Ok, I think I've gotten everything else out of the way, so puzzles. There sure are a bunch of them. Twenty-four total, as I said; and most have two or more variants, of varying difficulty. (You only need to solve one variant of each type to win.)
The puzzles are... generally entertaining. Most took some amount of work. A few took actual thought. A few required only brute force, generally because I'd seen the gimmick so many times since age 7 that no thought was involved whatsoever. (Yes, jumping pegs. I give them a point for the two-way interlaced jumping pegs puzzle, and take it away again for the bog-standard triangular jumping pegs puzzle. At least there wasn't an exact implementation of the 15-puzzle.)
Most of the ideas were pretty well cast as stone-age devices, stone and wood and paint. A couple of the puzzles were blatant steals of old classics, redrawn as 7000 years older... ok, most of them were, but a couple were blatant enough that my disbelief snapped and fell into the river. (Remember the cowboys and the two ponies? No, really.)

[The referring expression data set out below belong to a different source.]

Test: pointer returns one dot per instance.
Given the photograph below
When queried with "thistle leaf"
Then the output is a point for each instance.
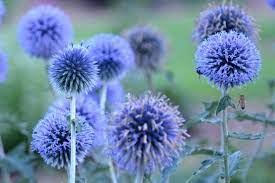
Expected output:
(204, 166)
(245, 136)
(224, 103)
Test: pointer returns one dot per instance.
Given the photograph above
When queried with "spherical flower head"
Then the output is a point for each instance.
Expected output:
(228, 60)
(225, 17)
(2, 10)
(271, 3)
(44, 30)
(73, 71)
(3, 67)
(89, 112)
(113, 55)
(149, 47)
(51, 139)
(115, 94)
(146, 132)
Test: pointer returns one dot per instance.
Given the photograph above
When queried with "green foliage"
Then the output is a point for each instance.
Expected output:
(224, 103)
(245, 136)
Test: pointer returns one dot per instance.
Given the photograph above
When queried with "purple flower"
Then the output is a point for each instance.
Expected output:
(228, 60)
(112, 54)
(271, 3)
(115, 95)
(89, 112)
(3, 67)
(148, 46)
(44, 31)
(73, 71)
(51, 139)
(225, 17)
(146, 132)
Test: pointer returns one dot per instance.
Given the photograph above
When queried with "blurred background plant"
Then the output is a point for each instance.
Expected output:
(26, 95)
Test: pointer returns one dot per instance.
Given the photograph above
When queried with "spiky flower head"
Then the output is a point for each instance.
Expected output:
(271, 3)
(51, 139)
(149, 47)
(3, 67)
(44, 30)
(225, 17)
(228, 59)
(146, 132)
(88, 111)
(115, 94)
(73, 70)
(113, 55)
(2, 10)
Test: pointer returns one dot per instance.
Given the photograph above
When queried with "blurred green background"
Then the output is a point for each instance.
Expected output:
(26, 94)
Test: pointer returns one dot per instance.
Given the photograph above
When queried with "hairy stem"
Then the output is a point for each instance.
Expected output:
(259, 144)
(225, 141)
(5, 173)
(149, 81)
(103, 98)
(73, 139)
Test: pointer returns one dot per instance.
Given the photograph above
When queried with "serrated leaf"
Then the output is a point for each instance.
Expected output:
(234, 162)
(245, 136)
(224, 103)
(204, 166)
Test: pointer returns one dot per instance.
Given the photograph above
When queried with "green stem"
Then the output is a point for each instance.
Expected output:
(140, 174)
(73, 140)
(103, 98)
(5, 173)
(225, 140)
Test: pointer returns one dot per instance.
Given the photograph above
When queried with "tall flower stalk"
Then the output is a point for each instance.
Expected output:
(73, 72)
(103, 98)
(73, 138)
(224, 140)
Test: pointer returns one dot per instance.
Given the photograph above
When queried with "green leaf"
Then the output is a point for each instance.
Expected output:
(245, 136)
(205, 165)
(224, 103)
(256, 117)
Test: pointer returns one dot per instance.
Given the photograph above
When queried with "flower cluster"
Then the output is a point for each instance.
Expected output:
(51, 139)
(228, 59)
(112, 54)
(148, 46)
(73, 71)
(147, 132)
(44, 30)
(226, 17)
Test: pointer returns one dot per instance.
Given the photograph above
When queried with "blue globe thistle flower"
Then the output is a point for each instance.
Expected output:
(271, 3)
(228, 60)
(44, 30)
(2, 10)
(3, 67)
(113, 55)
(51, 139)
(149, 47)
(89, 112)
(115, 95)
(225, 17)
(146, 132)
(73, 71)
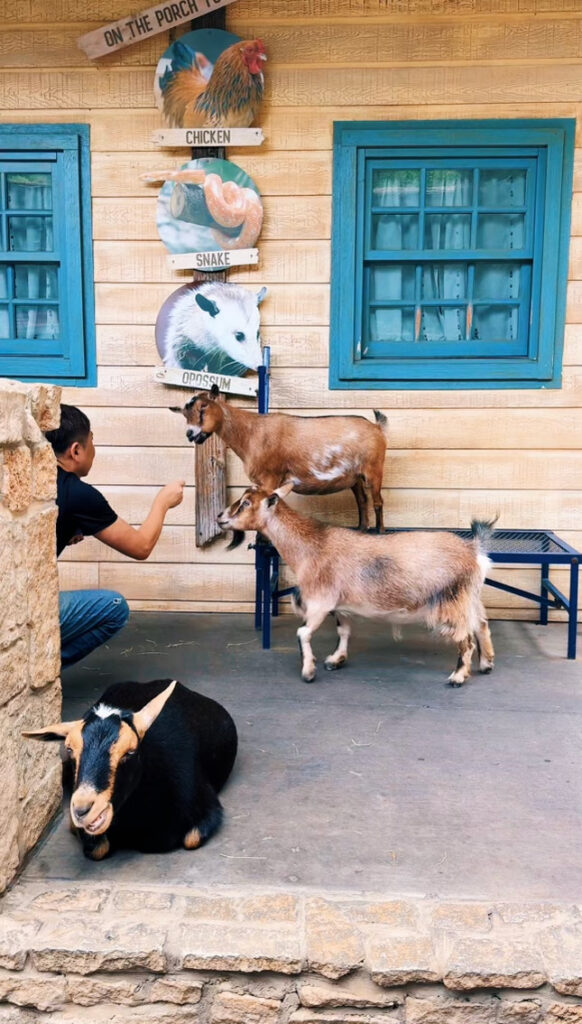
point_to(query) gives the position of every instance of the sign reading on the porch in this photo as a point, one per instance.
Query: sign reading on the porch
(211, 79)
(210, 329)
(209, 206)
(148, 23)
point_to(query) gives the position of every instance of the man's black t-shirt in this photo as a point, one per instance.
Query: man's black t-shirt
(81, 509)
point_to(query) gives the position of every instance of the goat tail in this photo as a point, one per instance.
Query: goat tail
(482, 530)
(381, 421)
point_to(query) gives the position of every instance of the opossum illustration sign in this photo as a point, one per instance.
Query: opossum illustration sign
(210, 334)
(209, 214)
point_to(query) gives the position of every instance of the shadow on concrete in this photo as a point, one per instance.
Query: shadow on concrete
(378, 777)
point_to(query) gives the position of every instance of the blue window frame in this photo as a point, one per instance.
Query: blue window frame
(450, 253)
(47, 328)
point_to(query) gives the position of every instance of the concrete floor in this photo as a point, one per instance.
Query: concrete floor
(376, 778)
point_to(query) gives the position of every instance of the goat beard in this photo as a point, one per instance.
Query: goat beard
(238, 538)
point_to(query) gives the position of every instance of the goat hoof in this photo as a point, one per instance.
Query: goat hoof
(333, 666)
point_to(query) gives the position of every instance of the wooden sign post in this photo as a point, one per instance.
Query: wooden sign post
(129, 30)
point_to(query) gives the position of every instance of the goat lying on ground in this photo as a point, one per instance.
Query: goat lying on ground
(431, 577)
(320, 455)
(144, 765)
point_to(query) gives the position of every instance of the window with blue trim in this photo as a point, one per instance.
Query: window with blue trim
(450, 253)
(46, 276)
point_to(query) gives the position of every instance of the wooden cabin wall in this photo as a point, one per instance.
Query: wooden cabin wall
(453, 454)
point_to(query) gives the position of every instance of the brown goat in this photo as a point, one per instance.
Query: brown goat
(430, 577)
(318, 455)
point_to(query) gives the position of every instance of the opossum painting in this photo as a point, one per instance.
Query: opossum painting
(211, 327)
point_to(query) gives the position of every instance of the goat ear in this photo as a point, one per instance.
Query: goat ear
(50, 733)
(144, 718)
(285, 488)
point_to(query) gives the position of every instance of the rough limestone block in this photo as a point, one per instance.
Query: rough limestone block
(44, 402)
(357, 991)
(217, 946)
(562, 950)
(521, 1012)
(16, 478)
(485, 964)
(44, 472)
(84, 947)
(38, 810)
(32, 990)
(334, 943)
(232, 1008)
(437, 1010)
(398, 961)
(40, 560)
(12, 410)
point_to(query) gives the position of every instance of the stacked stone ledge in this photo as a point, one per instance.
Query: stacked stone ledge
(30, 660)
(86, 953)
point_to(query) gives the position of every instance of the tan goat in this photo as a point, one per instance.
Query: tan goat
(424, 576)
(319, 455)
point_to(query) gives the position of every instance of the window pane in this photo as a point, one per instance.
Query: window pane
(502, 187)
(497, 281)
(29, 192)
(37, 322)
(448, 230)
(30, 235)
(36, 282)
(501, 230)
(396, 187)
(449, 187)
(495, 323)
(391, 325)
(443, 324)
(391, 282)
(395, 230)
(444, 281)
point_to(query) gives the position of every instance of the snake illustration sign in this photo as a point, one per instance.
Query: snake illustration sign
(209, 215)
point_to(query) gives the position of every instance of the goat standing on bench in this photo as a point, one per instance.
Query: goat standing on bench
(319, 455)
(422, 576)
(144, 765)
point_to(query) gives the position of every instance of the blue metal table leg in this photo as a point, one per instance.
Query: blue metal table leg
(266, 601)
(275, 587)
(258, 586)
(573, 608)
(543, 593)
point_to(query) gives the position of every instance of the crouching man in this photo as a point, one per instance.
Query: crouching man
(88, 617)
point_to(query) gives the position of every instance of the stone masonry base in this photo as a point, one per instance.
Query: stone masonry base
(179, 955)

I solved eighteen of the puzzles with no hints. Then I started paging through the on-line hint manual (the good Professor's journal, full of sketches and instructions alternating with incredibly bad faux philosophy and worse attempts at silliness. Not particularly funny; just badly written. Sorry. I skipped the text wherever possible.)
The puzzles I couldn't solve... well, I'm not very happy. Two were just too much work (a blind jigsaw puzzle, for example, where you can see only one piece at a time. The hint showed a completed image.) Two were too vague to tell what the goal was; that's what I had to look up. And two were just incomprehensible. The hints said that the clues were scattered in other rooms of the complex, which should have been nice -- an overlying structure tying the puzzle areas together -- but one set of clues was insufficiently clear, and I still can't find the other set. Really. I went back and looked around the game, after finding the solution in the journal. Nothing. For all I can tell, the designer forgot about those clues entirely.
And the final puzzle was the same way. There are no journal hints for that one; I had to pry through the CD data when I got stuck. I copied down the solution, went back to the device, and it didn't help a bit. Ok, it helped some; I can see correlations between the clues and the solutions; but the pattern is neither complete nor coherent. If you figure this out, I'd love a full explanation.
Summary: Worthy in sheer mass of brainteasers, and it'll kill a few hours for you, but with some annoyances and not much payoff at the end. If Jewels of the Oracle and Karma: Curse of the Twelve Caves really tickled you, this probably will too, but it's not that exciting from a standard start.
Availability: Should be easy to find, with two hurdles. First, the title: It may be listed under "Jewels of the Oracle 2", "Jewels 2", or "Gems of Darkness". Second, and this astounds even a Mac gaming cynic like me, there is no mention of Macintosh on the game box. Even though it's a hybrid PC/Mac toy. The box lists Wintel system requirements, and that's it. It will certainly be in the PC-only section of every store and catalog. If you want this game, steel your nerves and buy the package anyhow.
Mac-ness: I listed a couple of problems above. Here's one more, which seems minor but is still inexcusable: when you're told to put in a new CD, the "Ok" button is a standard rounded-rectangle surrounded by a heavy line. The spitting image, in fact, of a Macintosh default button (albeit gold-on-black instead of black-on-white.) But guess what? The Return key doesn't trigger it. You have to use the mouse.